Top-down nanofabrication approaches toward single-digit-nanometer scale structures

• Published in: Journal of mechanical science and technology Vol. 35; no. 3; pp. 837 - 859
• Main Authors: Oh, Dong Kyo, Jeong, Heonyeong, Kim, Joohoon, Kim, Yeseul, Kim, Inki, Ok, Jong G., Rho, Junsuk
• Format: Journal Article
• Language: English
• Published: Seoul Korean Society of Mechanical Engineers 01.03.2021; Springer Nature B.V; 대한기계학회
• Subjects: Atomic layer epitaxy; Control; Controllability; Dynamical Systems; Electron beam lithography; Electronic devices; Engineering; Industrial and Production Engineering; Invited Review Article; Ion beams; Mechanical Engineering; Nanofabrication; Nanostructure; Optical trapping; Quantum tunnelling; Sensors; Vibration; 기계공학; Nanostructure fabrication; Sub-10 nm; Advanced nanofabrication technique; Nanophotonic devices; Nanogap fabrication; Single-digit-nanometer
• ISSN: 1738-494X; 1976-3824
• DOI: 10.1007/s12206-021-0243-7

Sub-10 nm nanostructures have received broad interest for their intriguing nano-optical phenomena, such as extreme field localization and enhancement, quantum tunneling effect, and strong coupling.

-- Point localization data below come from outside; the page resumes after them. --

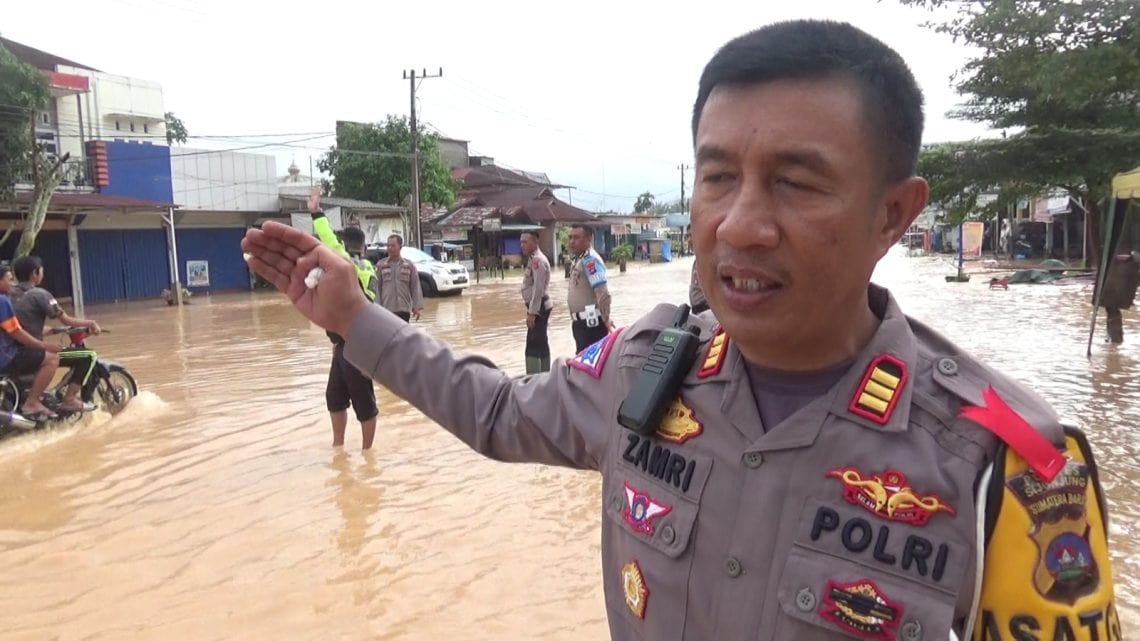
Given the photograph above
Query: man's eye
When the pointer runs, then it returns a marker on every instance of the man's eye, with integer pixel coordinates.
(717, 177)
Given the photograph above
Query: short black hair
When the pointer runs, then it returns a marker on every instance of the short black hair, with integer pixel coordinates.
(815, 49)
(352, 236)
(25, 266)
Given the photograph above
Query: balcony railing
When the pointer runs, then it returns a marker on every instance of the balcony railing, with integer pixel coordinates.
(78, 177)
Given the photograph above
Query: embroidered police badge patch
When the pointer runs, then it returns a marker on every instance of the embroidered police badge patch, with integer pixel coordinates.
(634, 587)
(888, 496)
(641, 510)
(592, 359)
(680, 423)
(862, 609)
(1066, 567)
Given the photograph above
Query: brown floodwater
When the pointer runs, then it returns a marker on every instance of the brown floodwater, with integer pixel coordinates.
(214, 508)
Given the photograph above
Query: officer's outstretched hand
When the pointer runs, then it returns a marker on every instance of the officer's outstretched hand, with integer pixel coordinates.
(285, 256)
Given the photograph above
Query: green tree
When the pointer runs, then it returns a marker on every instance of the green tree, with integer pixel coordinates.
(176, 130)
(668, 207)
(23, 92)
(372, 162)
(1059, 78)
(644, 203)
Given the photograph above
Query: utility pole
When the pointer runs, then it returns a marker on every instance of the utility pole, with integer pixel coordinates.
(683, 167)
(410, 75)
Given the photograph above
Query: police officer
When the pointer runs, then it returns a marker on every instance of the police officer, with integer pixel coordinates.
(830, 468)
(347, 386)
(1120, 292)
(588, 297)
(535, 280)
(695, 293)
(399, 283)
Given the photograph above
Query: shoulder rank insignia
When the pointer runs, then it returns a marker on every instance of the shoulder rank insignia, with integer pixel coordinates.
(592, 359)
(634, 587)
(881, 387)
(714, 357)
(680, 423)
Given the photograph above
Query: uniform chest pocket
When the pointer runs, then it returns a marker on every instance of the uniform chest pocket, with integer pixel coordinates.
(822, 597)
(651, 495)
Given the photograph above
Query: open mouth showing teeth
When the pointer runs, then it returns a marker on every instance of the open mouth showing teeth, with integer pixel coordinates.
(752, 284)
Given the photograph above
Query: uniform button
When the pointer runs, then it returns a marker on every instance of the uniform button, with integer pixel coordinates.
(805, 600)
(732, 567)
(911, 631)
(947, 366)
(754, 459)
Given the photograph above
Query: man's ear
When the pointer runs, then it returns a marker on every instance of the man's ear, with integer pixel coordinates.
(902, 204)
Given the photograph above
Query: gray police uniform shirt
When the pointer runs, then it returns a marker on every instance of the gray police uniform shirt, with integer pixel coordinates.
(399, 285)
(587, 274)
(535, 281)
(854, 518)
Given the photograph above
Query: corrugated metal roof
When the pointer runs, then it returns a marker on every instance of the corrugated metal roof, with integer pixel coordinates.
(349, 203)
(95, 200)
(527, 204)
(38, 58)
(466, 216)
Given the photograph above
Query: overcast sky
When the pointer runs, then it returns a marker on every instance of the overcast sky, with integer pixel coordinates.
(596, 95)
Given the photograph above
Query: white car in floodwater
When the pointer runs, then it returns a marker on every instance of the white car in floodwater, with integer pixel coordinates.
(436, 277)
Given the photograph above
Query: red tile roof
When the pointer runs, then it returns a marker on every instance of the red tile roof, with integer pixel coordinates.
(534, 204)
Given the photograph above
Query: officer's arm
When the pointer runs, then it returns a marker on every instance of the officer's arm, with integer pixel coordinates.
(554, 419)
(324, 230)
(602, 294)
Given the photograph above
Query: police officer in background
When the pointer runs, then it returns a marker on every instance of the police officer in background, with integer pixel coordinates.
(535, 280)
(830, 468)
(347, 387)
(587, 297)
(399, 283)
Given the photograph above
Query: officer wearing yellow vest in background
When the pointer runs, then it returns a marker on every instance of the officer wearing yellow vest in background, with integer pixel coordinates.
(347, 386)
(828, 468)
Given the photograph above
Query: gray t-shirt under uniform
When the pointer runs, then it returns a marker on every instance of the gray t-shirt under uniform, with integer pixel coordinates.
(33, 307)
(779, 395)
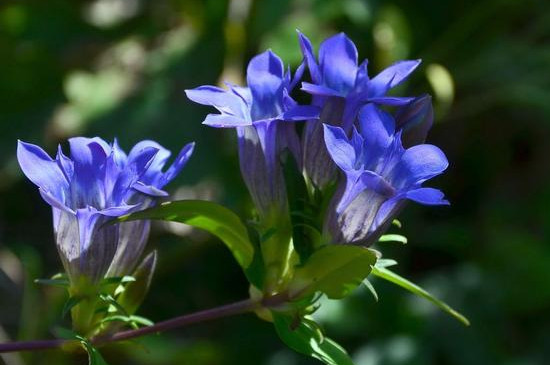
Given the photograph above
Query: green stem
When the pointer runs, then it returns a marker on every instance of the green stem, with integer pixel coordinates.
(227, 310)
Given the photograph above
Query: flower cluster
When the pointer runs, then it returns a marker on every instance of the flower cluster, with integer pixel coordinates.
(352, 152)
(95, 184)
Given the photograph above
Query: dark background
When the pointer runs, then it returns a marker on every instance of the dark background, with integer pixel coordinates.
(119, 68)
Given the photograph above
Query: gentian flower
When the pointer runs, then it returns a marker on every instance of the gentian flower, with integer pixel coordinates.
(96, 183)
(260, 113)
(380, 174)
(340, 87)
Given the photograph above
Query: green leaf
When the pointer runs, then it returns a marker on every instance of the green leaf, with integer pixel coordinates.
(335, 270)
(206, 215)
(134, 292)
(128, 319)
(117, 280)
(393, 238)
(385, 263)
(65, 333)
(303, 335)
(415, 289)
(369, 286)
(70, 304)
(94, 357)
(61, 282)
(112, 301)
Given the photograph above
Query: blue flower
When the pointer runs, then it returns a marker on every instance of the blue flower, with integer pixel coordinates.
(96, 183)
(380, 174)
(261, 113)
(340, 86)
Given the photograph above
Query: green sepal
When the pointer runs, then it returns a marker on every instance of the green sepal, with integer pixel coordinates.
(209, 216)
(392, 277)
(393, 238)
(335, 270)
(94, 357)
(131, 320)
(59, 280)
(134, 292)
(70, 304)
(304, 335)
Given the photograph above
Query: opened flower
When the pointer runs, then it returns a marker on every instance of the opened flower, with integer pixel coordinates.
(340, 86)
(380, 175)
(261, 113)
(97, 182)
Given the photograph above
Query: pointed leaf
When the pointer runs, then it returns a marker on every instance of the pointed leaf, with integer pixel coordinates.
(303, 335)
(62, 282)
(134, 293)
(393, 238)
(415, 289)
(335, 270)
(70, 304)
(369, 286)
(206, 215)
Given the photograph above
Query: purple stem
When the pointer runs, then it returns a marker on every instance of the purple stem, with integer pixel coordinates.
(227, 310)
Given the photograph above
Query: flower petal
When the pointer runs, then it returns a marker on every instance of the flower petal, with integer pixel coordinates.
(226, 102)
(392, 76)
(178, 164)
(391, 100)
(42, 170)
(338, 63)
(418, 164)
(309, 56)
(264, 77)
(225, 121)
(319, 90)
(415, 119)
(339, 147)
(301, 112)
(98, 243)
(377, 128)
(427, 196)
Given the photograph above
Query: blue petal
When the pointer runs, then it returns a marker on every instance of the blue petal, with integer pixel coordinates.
(339, 147)
(242, 92)
(377, 128)
(98, 243)
(418, 164)
(427, 196)
(391, 100)
(297, 76)
(301, 112)
(319, 90)
(149, 190)
(65, 164)
(225, 121)
(42, 170)
(415, 119)
(137, 168)
(89, 156)
(178, 164)
(153, 171)
(225, 102)
(338, 63)
(357, 183)
(392, 76)
(307, 51)
(264, 76)
(132, 241)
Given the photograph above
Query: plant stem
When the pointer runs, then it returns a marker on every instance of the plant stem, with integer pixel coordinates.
(227, 310)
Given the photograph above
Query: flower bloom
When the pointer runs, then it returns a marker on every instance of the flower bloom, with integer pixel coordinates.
(380, 174)
(340, 86)
(96, 183)
(260, 113)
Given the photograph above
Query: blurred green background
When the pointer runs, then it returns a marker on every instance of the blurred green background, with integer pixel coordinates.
(119, 68)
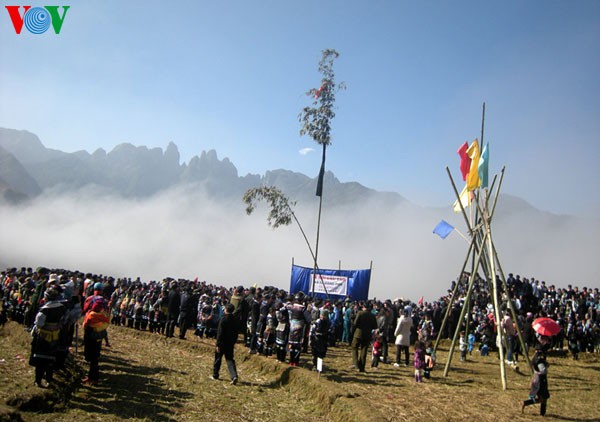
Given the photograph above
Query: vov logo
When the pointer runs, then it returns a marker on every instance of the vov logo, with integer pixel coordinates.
(37, 20)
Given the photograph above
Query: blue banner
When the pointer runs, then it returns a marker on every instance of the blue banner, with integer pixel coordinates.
(337, 284)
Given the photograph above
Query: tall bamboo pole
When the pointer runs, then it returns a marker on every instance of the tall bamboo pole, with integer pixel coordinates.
(321, 174)
(462, 314)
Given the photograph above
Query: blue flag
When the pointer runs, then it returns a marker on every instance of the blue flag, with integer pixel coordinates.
(443, 229)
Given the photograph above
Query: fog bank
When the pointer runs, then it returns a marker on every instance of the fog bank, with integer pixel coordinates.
(183, 234)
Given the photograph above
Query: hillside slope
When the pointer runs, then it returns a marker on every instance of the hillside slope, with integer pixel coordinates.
(147, 377)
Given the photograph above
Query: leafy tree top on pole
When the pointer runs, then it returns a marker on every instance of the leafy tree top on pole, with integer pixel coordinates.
(316, 119)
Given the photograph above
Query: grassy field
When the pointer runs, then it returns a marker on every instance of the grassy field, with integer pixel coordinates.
(147, 377)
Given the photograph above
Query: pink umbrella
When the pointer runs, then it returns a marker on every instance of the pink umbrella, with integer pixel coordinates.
(546, 327)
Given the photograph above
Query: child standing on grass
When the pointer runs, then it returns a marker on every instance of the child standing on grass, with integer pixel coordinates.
(429, 359)
(462, 346)
(377, 350)
(419, 361)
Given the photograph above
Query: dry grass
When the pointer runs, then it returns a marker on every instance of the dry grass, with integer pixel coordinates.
(149, 377)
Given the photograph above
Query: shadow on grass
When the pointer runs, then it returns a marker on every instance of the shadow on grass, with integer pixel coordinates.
(130, 391)
(566, 418)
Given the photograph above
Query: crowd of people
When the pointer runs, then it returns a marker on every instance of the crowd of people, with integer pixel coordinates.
(275, 323)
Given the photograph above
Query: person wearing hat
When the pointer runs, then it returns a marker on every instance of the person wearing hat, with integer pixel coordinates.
(95, 322)
(538, 392)
(319, 336)
(227, 332)
(46, 336)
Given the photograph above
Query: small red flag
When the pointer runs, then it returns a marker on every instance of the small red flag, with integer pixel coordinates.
(465, 160)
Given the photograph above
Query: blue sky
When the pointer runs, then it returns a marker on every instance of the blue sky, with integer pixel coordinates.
(231, 76)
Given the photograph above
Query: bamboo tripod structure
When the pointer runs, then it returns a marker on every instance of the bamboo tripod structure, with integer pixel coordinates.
(482, 255)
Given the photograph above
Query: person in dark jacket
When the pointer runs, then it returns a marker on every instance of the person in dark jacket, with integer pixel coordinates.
(539, 392)
(186, 312)
(227, 332)
(364, 324)
(174, 303)
(46, 334)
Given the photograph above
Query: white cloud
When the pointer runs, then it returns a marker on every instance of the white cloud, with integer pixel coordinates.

The range of cutting-edge applications based on single-digit-nanometer scale structures has expanded with the development of nanofabrication technologies. However, challenges still remain in overcoming fabrication limits, such as scalability, controllability, and reproducibility for further practical applications of the sub-10 nm nanostructures. In this review, we discuss the recent advances in top-down nanofabrication methods towards single-digit-nanometer-sized structures. The well-known examples include electron beam lithography (EBL), focused ion beam (FIB) milling or lithography, atomic layer deposition (ALD), and other unconventional techniques to obtain sub-10 nm nanostructures or nanogaps. We discuss state-of-the-art applications for sub-10 nm nanophotonics such as optical trapping or sensing devices, imaging devices, and electronic devices.